Our economic system is in turmoil. Our resources are becoming scarce. In the meantime, we stick to the same economic models, producing more products, producing more waste.
What if, in an alternative economic model, income tax is replaced with tax on raw materials? What would this mean for the design industry? Will designers offer alternative ways of creating materials, will they specialize in upcycling, concentrate on services, go digital, or do something else?
"Material Matters: a future furniture fair," features 20 design companies - both real and imagined - that might come to thrive given the change in policy. The imaginary future fair aims to inspire designers to develop alternative business models urged by material scarcity and economic upheaval, striving for a real fair next time. Material Matters takes part in Domus Open Design Archipelago, a collective laboratory that previews the future of design, located at the beautiful Palazzo Clerici.
"Every year a visit to the International Furniture Fair reminds us that the design industry is saturated," said Renny Ramakers, co-founder and director of Droog. "This is our 20th time at the fair, and we wanted to imagine under what circumstances the design industry and the furniture fair might show signs of change."

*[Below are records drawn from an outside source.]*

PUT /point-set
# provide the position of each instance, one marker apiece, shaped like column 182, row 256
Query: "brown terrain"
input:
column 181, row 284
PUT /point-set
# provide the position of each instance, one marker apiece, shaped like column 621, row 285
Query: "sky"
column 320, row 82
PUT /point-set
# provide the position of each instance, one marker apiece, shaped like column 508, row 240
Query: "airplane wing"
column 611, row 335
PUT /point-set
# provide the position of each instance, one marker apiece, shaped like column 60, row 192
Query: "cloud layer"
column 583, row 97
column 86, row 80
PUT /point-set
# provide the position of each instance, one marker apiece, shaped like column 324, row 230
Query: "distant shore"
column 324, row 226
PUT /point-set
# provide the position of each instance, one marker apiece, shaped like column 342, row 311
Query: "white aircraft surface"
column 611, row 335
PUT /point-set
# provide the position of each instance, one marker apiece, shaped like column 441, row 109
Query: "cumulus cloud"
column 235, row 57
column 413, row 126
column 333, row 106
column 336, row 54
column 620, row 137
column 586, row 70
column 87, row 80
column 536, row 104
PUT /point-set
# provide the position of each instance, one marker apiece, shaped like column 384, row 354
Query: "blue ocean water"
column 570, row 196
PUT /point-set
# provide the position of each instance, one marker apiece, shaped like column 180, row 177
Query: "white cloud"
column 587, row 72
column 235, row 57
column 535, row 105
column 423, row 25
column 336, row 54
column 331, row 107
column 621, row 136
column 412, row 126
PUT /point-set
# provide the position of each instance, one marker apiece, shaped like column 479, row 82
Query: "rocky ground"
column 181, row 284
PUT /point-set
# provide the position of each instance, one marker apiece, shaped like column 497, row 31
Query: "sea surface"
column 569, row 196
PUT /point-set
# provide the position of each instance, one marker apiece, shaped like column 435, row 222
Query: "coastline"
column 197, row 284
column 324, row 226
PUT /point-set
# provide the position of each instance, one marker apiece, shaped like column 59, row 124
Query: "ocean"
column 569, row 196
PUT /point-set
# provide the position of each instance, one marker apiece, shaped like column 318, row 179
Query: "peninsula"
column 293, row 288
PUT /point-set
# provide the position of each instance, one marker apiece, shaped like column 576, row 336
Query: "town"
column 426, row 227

The real and imagined companies include:
Crow Works trains crows to collect bottle caps. Sea Treasures fishes plastic debris from the sea and turns it into commodities on the boat. UP offers a range of goods made with dead stock. Gallery sells what used to be ordinary goods as collector items. Play Shop gives you the feeling of a shopping experience without the option of buying anything. Waste Watchers teaches you how to outfit your house without buying new products.